Most patients undergoing a diagnostic evaluation for stable angina do not require echocardiography. More specifically, in patients with a normal ECG, no history of prior MI, and no clinical signs or symptoms of heart failure, valvular disease, or hypertrophic cardiomyopathy, it is currently contraindicated to obtain an echocardiogram (ACC/AHA Class III recommendation).6 An exception is when there is a murmur suspicious for aortic stenosis or hypertrophic cardiomyopathy on physical exam or when the echocardiogram can be obtained during or within 30 minutes of presentation with chest pain to evaluate for regional wall motion abnormalities (ACC/AHA Class I recommendation).6 In this setting, regional wall motion abnormalities have a positive predictive value for ischemia of approximately 50%, whereas normal studies identify patients at low risk for an acute infarction.6,10


Stress Testing with Nuclear or Echocardiographic Imaging


Although stress imaging modalities have greater diagnostic accuracy than exercise electrocardiography, the increased cost of these tests precludes their routine use in all patients with suspected CAD. Most commonly, nuclear (single positron emission computed tomography [SPECT] or positron emission tomography [PET]) or echocardiographic stress imaging is reserved as first-line testing in patients with abnormal baseline ECGs (i.e., pre-excitation, resting ST-segment depression ≥1 mm) or with symptoms and history of prior revascularization (percutaneous coronary intervention [PCI] or coronary artery bypass grafting [CABG]) (ACC/AHA Class I recommendation).6 In patients with either paced ventricular rhythms or left bundle branch block, pharmacologic stress myocardial perfusion imaging is preferred over stress echocardiography due to the difficulty with interpreting echocardiographic wall motion in these conditions (ACC/AHA Class I recommendation).6 For patients who are unable to exercise, pharmacologic stress myocardial perfusion imaging or dobutamine stress echocardiography is equally preferred (ACC/AHA Class I recommendation).6 For a summary of the ACC/AHA recommendations, see Table 39.4.



TABLE
39.4 ACC/AHA Recommendations for Exercise ECG Testing and Stress Imaging Studies in Stable Angina Pectoris


image


CABG, coronary artery bypass grafting; CAD, coronary artery disease; ECG, electrocardiogram; LBBB, left bundle branch block; LV, left ventricular; MPI, myocardial perfusion imaging; PCI, percutaneous coronary intervention.
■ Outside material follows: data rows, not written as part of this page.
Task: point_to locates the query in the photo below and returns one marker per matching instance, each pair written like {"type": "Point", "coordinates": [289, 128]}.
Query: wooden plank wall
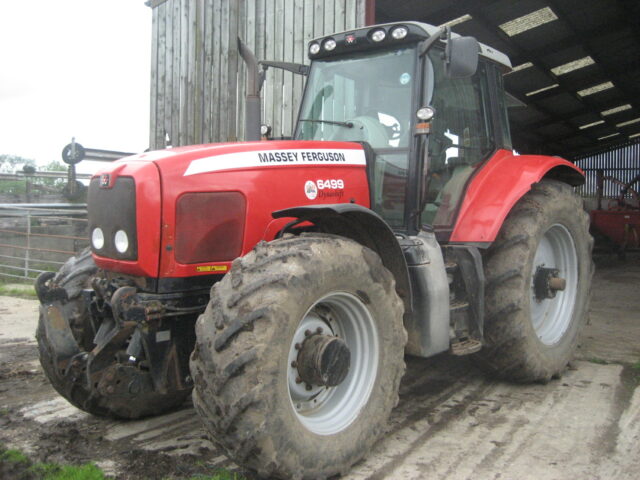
{"type": "Point", "coordinates": [198, 78]}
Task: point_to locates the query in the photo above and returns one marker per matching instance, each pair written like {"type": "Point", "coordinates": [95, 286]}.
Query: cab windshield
{"type": "Point", "coordinates": [366, 97]}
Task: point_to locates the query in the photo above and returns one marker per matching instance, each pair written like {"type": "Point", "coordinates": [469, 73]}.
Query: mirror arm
{"type": "Point", "coordinates": [297, 68]}
{"type": "Point", "coordinates": [429, 42]}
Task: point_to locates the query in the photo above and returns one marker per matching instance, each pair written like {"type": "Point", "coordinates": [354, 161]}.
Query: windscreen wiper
{"type": "Point", "coordinates": [331, 122]}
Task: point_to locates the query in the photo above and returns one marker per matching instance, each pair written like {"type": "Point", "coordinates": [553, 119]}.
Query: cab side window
{"type": "Point", "coordinates": [461, 138]}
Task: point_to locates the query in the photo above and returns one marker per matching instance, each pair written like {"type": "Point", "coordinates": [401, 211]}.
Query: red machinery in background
{"type": "Point", "coordinates": [619, 220]}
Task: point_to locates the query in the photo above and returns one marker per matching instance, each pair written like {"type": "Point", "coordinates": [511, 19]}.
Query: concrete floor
{"type": "Point", "coordinates": [452, 421]}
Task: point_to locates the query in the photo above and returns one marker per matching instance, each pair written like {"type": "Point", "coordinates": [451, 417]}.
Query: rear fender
{"type": "Point", "coordinates": [364, 226]}
{"type": "Point", "coordinates": [496, 188]}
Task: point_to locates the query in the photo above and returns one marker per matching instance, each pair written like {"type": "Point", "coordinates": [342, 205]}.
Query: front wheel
{"type": "Point", "coordinates": [299, 356]}
{"type": "Point", "coordinates": [538, 275]}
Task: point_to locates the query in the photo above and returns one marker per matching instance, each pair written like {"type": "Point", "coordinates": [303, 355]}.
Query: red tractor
{"type": "Point", "coordinates": [296, 274]}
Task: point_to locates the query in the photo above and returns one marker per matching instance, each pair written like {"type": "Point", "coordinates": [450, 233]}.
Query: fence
{"type": "Point", "coordinates": [35, 238]}
{"type": "Point", "coordinates": [621, 163]}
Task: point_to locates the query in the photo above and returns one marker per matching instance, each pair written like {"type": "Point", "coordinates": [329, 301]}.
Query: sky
{"type": "Point", "coordinates": [74, 68]}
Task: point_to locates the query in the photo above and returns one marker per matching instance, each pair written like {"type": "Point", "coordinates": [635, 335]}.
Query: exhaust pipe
{"type": "Point", "coordinates": [252, 100]}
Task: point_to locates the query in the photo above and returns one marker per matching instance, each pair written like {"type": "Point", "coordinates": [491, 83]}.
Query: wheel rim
{"type": "Point", "coordinates": [328, 410]}
{"type": "Point", "coordinates": [551, 317]}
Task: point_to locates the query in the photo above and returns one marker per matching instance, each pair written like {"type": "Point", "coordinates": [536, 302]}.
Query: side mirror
{"type": "Point", "coordinates": [461, 56]}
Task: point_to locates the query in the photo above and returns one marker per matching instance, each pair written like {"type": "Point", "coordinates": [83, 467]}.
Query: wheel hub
{"type": "Point", "coordinates": [546, 282]}
{"type": "Point", "coordinates": [323, 360]}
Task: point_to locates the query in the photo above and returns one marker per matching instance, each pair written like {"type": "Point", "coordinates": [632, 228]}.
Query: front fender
{"type": "Point", "coordinates": [364, 226]}
{"type": "Point", "coordinates": [496, 188]}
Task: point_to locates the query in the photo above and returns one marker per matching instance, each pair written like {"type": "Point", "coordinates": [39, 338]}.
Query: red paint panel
{"type": "Point", "coordinates": [495, 189]}
{"type": "Point", "coordinates": [622, 227]}
{"type": "Point", "coordinates": [267, 188]}
{"type": "Point", "coordinates": [148, 207]}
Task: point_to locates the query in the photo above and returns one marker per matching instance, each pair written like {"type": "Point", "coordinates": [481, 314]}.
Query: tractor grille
{"type": "Point", "coordinates": [113, 209]}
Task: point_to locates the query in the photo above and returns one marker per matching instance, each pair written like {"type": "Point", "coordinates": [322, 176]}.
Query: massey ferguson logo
{"type": "Point", "coordinates": [333, 188]}
{"type": "Point", "coordinates": [105, 180]}
{"type": "Point", "coordinates": [310, 190]}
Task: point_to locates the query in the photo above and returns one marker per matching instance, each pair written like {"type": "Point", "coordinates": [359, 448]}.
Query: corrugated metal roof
{"type": "Point", "coordinates": [575, 44]}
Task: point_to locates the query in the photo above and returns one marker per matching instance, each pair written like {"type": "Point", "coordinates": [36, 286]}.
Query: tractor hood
{"type": "Point", "coordinates": [221, 157]}
{"type": "Point", "coordinates": [199, 207]}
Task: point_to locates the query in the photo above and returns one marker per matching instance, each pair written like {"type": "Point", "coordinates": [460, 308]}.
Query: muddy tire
{"type": "Point", "coordinates": [532, 320]}
{"type": "Point", "coordinates": [277, 300]}
{"type": "Point", "coordinates": [72, 278]}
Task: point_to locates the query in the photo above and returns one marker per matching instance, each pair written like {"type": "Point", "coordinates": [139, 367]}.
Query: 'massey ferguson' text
{"type": "Point", "coordinates": [271, 157]}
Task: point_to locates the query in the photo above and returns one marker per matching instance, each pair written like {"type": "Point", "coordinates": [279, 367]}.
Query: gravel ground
{"type": "Point", "coordinates": [452, 421]}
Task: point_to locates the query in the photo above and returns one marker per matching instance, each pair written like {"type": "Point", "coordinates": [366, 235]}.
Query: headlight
{"type": "Point", "coordinates": [399, 33]}
{"type": "Point", "coordinates": [425, 113]}
{"type": "Point", "coordinates": [121, 241]}
{"type": "Point", "coordinates": [329, 44]}
{"type": "Point", "coordinates": [378, 35]}
{"type": "Point", "coordinates": [97, 238]}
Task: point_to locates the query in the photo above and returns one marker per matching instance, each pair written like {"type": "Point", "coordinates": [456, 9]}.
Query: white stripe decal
{"type": "Point", "coordinates": [274, 158]}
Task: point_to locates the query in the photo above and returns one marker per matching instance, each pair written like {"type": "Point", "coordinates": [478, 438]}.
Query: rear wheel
{"type": "Point", "coordinates": [538, 279]}
{"type": "Point", "coordinates": [299, 356]}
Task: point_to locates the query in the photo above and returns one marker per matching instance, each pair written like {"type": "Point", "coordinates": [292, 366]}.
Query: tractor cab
{"type": "Point", "coordinates": [428, 123]}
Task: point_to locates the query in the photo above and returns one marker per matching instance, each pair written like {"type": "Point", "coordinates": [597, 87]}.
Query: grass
{"type": "Point", "coordinates": [219, 475]}
{"type": "Point", "coordinates": [599, 361]}
{"type": "Point", "coordinates": [15, 464]}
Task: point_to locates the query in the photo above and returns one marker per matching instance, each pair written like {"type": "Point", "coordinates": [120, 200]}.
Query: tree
{"type": "Point", "coordinates": [11, 163]}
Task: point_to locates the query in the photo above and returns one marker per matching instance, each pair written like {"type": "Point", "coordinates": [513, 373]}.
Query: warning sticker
{"type": "Point", "coordinates": [271, 158]}
{"type": "Point", "coordinates": [212, 268]}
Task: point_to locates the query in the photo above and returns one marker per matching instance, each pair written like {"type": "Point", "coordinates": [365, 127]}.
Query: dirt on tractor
{"type": "Point", "coordinates": [452, 420]}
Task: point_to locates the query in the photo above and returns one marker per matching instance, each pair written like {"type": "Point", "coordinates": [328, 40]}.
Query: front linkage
{"type": "Point", "coordinates": [110, 348]}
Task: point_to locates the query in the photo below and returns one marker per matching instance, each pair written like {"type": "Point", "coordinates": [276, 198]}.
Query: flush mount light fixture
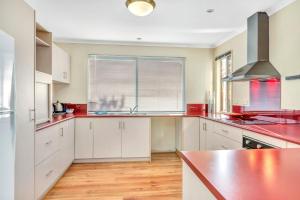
{"type": "Point", "coordinates": [140, 7]}
{"type": "Point", "coordinates": [210, 10]}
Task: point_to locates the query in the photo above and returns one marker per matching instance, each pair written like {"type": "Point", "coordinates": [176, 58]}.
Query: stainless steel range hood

From Gibbons RJ, Abrams J, Chatterjee K, et al. ACC/AHA 2002 guideline update for the management of patients with chronic stable angina—summary article: a report of the American College of Cardiology/American Heart Association Task Force on Practice Guidelines (Committee on the Management of Patients With Chronic Stable Angina). Circulation. 2003;107(1):149–158, with permission.


As mentioned, stress myocardial perfusion imaging has a higher sensitivity for the diagnosis of CAD than exercise ECG in patients with intermediate risk. The data vary depending on the population studied, but generally the sensitivity is accepted to be around 90% for myocardial perfusion imaging.5 Similar numbers are seen with exercise stress echocardiography (sensitivity around 85%) and dobutamine echocardiography (sensitivity around 82%).6 The choice of test depends on both patient characteristics and local expertise in performing the different imaging modalities.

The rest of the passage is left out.